Não sei o que o algoritmo pretende ao martelar tanto no nosso improvável encontro do dedo, mas, depois de muito tentar ignorar sua presença nas redes, resolvi ceder às forças ocultas das plataformas sociais e ouvir o que você tem a expressar.

Queria principiar esta missiva afirmando que não libido travar uma guerra contra seu estilo de vida, muito menos invalidar sua escolha de terebrar mão de uma curso para se destinar ao lar e à família. Venho em missão de tranquilidade e diálogo.

Confesso que seus vídeos me fascinam e desconcertam em igual medida, me tirando da minha zona feminista de desconforto. Talvez seja a sua voz suave que contrasta tão violentamente com a velocidade 1.5 com a qual eu ouço as mensagens de voz do WhatsApp. Talvez seja a sua pele impecável e o penteado pormenorizado que afrontam minhas olheiras e a marca da espinha que espremi no queixo. Ou talvez seja a naturalidade com que você prepara refeições vestindo um traje de gala e segurando um bebê de oito meses no pescoço, enquanto eu requento a lasanha do termo de semana a bordo da roupa amassada que usei ontem.

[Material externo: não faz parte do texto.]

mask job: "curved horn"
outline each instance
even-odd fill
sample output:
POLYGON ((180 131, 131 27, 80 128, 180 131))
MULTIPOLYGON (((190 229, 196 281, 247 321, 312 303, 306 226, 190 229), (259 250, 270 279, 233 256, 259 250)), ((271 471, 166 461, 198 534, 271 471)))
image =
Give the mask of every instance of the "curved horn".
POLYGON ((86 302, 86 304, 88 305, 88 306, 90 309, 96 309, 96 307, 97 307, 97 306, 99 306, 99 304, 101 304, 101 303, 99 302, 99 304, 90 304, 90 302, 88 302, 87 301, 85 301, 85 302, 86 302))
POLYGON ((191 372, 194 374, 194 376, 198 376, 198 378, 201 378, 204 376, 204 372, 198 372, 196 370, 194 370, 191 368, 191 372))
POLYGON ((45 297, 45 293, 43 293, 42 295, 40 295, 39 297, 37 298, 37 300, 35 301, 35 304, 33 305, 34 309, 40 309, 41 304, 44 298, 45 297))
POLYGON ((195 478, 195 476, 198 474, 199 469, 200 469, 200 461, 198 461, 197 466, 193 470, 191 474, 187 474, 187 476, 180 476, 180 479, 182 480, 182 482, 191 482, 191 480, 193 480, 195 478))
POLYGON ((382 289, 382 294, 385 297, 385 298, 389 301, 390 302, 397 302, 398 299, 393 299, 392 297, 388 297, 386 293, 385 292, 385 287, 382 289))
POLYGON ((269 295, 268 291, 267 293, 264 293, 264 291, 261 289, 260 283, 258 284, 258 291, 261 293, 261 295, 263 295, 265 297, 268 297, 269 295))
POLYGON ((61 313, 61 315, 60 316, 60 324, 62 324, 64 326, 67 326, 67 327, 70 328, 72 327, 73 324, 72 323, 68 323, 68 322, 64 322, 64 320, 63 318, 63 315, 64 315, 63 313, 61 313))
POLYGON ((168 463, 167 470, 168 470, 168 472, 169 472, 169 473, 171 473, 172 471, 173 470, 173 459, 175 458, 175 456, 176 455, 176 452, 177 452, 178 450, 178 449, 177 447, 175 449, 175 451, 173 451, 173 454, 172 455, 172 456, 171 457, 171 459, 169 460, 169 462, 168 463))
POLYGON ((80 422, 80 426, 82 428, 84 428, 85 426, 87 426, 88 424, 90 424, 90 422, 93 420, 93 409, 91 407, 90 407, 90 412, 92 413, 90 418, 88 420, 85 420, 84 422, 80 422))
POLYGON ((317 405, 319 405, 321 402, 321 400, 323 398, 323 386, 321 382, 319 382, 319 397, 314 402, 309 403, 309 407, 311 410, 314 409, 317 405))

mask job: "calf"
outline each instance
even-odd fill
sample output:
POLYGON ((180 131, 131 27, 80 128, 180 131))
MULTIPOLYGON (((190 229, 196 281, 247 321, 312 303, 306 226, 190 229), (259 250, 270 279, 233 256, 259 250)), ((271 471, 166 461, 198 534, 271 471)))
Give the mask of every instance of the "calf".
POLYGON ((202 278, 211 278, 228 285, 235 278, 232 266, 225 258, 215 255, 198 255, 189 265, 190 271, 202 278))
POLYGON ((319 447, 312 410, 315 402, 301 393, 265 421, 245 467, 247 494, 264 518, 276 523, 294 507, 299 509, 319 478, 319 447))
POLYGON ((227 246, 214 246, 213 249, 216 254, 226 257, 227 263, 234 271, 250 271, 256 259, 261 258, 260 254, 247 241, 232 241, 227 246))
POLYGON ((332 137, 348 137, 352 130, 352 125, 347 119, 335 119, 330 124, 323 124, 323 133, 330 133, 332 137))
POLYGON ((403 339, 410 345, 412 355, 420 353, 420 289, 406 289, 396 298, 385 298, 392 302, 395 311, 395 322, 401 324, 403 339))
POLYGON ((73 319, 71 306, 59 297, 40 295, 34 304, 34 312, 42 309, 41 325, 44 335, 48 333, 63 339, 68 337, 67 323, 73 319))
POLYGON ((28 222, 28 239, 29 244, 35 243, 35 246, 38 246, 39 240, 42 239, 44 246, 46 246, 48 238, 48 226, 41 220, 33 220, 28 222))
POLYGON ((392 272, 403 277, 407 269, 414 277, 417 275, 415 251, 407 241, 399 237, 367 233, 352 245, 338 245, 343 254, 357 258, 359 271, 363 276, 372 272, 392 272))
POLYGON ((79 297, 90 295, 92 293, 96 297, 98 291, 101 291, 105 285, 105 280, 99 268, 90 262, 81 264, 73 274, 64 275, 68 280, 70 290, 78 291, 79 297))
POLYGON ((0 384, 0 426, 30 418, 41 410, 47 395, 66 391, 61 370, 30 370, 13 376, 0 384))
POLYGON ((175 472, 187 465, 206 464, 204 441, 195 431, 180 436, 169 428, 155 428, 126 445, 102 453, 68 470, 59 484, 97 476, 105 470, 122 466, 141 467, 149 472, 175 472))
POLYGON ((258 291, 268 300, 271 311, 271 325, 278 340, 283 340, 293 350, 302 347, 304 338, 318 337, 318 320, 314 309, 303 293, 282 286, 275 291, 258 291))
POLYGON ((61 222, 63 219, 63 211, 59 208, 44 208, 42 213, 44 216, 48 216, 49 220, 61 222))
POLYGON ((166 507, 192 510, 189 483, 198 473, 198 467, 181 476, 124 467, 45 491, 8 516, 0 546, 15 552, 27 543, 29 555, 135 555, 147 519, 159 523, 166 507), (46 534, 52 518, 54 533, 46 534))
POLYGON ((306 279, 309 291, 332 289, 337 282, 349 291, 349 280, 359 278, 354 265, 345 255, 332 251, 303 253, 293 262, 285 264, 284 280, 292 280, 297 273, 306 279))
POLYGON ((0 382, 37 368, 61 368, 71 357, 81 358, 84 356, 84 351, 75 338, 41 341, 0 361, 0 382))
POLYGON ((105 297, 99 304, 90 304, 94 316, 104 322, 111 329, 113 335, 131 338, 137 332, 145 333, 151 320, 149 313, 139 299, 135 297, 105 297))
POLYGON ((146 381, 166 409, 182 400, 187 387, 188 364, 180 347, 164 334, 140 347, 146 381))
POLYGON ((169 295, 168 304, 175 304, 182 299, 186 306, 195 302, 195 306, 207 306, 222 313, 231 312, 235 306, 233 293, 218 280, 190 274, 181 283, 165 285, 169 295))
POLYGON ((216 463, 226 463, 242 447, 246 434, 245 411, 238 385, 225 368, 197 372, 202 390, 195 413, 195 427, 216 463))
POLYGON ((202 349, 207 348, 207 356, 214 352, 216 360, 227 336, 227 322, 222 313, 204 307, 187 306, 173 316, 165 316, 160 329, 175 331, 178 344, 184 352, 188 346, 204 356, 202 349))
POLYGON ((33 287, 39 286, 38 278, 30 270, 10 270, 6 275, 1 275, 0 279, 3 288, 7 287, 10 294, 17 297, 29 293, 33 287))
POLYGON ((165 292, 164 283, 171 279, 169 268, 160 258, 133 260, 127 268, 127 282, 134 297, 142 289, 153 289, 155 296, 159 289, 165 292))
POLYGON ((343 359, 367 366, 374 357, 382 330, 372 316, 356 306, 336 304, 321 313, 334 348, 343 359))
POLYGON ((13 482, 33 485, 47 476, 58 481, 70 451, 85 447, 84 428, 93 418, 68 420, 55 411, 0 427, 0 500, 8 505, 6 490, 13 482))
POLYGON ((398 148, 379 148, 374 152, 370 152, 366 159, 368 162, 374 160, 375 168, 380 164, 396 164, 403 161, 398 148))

Mas depois de semanas estudando seu teor e de algumas de suas colegas, ficou simples que o que me intriga nele não é a sua escolha por terebrar mão de uma curso em prol do zelo da morada e da família. Acredito que o trabalho doméstico e do zelo são absolutamente essenciais. Tão essenciais que deveriam ser valorizados e melhor remunerados, oferecendo garantias às mulheres que optam ou são obrigadas por suas circunstâncias a exercê-los.

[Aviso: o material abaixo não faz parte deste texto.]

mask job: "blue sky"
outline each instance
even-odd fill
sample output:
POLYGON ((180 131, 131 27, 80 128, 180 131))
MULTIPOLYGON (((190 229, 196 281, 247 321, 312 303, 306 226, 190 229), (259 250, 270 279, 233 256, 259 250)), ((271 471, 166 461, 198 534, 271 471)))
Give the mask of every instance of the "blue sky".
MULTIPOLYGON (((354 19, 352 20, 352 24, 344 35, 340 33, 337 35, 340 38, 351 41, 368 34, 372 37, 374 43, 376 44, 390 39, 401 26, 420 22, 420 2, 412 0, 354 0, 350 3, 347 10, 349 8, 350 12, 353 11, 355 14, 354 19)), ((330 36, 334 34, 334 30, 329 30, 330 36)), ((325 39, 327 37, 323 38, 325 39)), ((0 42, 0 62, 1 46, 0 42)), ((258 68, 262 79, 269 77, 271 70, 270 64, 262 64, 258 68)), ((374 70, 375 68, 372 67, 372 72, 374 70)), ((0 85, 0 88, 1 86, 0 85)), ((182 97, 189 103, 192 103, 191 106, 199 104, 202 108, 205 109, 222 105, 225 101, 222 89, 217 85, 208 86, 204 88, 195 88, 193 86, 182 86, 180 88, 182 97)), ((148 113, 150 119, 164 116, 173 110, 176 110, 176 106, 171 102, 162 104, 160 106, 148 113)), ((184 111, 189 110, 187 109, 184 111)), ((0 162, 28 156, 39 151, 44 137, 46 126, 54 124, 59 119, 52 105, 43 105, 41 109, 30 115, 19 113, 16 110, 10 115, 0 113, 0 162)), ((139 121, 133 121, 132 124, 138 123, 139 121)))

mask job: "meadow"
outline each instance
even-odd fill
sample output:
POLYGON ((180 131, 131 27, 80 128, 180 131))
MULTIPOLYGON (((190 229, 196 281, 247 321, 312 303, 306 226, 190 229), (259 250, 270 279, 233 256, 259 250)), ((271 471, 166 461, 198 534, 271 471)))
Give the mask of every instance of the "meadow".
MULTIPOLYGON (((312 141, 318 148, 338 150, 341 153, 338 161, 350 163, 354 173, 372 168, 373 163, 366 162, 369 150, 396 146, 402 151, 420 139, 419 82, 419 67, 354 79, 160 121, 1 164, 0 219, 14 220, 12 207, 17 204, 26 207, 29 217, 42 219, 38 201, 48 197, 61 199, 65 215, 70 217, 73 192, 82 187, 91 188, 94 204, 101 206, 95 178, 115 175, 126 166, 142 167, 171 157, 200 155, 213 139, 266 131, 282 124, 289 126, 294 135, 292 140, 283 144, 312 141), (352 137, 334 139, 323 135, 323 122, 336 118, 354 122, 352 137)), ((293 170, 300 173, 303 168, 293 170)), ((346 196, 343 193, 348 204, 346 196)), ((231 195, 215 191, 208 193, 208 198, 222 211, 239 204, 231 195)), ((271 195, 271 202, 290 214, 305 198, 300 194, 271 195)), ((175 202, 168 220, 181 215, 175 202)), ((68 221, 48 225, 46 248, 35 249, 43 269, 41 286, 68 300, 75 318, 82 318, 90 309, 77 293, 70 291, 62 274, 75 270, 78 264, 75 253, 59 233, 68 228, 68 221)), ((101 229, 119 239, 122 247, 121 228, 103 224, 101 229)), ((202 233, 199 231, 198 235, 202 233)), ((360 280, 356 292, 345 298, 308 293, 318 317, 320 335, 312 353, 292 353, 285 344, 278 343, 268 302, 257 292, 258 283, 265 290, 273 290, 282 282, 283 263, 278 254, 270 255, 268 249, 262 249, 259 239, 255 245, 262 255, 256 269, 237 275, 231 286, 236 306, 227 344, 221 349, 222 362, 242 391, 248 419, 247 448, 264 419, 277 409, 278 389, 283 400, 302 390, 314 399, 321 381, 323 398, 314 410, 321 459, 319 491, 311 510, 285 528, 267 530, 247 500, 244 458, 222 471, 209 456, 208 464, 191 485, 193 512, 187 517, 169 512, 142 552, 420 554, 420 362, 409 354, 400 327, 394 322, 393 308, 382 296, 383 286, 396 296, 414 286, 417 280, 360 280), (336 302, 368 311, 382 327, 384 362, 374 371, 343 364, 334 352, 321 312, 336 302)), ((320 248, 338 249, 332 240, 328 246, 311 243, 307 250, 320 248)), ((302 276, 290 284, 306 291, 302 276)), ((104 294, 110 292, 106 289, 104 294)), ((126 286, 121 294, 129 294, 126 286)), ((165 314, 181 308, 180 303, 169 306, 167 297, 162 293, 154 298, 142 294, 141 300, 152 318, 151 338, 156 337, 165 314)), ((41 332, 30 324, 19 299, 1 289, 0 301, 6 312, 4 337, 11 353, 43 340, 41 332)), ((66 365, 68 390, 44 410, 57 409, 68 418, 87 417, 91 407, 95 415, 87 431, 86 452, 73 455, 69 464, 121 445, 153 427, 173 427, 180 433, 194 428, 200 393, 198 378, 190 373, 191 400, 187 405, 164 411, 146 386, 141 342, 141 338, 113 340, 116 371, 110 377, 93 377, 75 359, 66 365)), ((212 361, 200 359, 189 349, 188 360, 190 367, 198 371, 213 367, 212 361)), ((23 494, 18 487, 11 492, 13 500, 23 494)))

Mas vamos combinar? A vida doméstica não é fácil. Pelo contrário, é cansativa e, na maior secção do tempo, não se encaixa no que consideramos “instagramável”. E aí, quando vejo você fazendo a manteiga que vai no bolo que o seu marido acordou com vontade de consumir, ou fabricando serenamente os giz de cera para que os seus filhos possam traçar, me pergunto: cadê aquela faxina caprichada do banheiro? E aquela dica de uma vez que lavar as cuecas do marido? Ou um papo sincero com voz de ASMR enquanto você dá conta de uma pia lotada de prato sujo? Porquê uma mulher que prega o retorno a um tempo em que nosso papel se restringia aos negócios domésticos, imagino que se ocupe também desses serviços menos fotogênicos.

Essa aura de leveza e plenitude com a qual você embala a vida doméstica me parece, portanto, propaganda enganosa. E aí fico genuinamente preocupada com as meninas mais novas, entrando no TikTok e sendo levadas a confiar que ser submissa é desancar bolo trajando paetês.

Aliás, se queremos permitir que essas meninas façam escolhas mais informadas, não podemos deixar de falar dos perigos de terebrar mão da independência financeira, mormente num país em que uma em cada três mulheres já sofreu violência doméstica e mais de 11 milhões de mulheres são mães solo. Sei que o seu marido não encostaria o dedo em você, ou te trairia e te abandonaria com filhos pequenos para fabricar, mas nem todo varão é virtuoso uma vez que ele, não é mesmo?

Gostaria, portanto, de lhe fazer uma sugestão em nome da influência responsável que eu sei que você deseja praticar. Que tal, daqui para frente, incluir um aviso de publi do conservadorismo nos seus posts? Assim acho que as coisas ficam mais claras.

Um amplexo desta mulher fã do progressismo e adepta de comprar a manteiga pronta no mercado.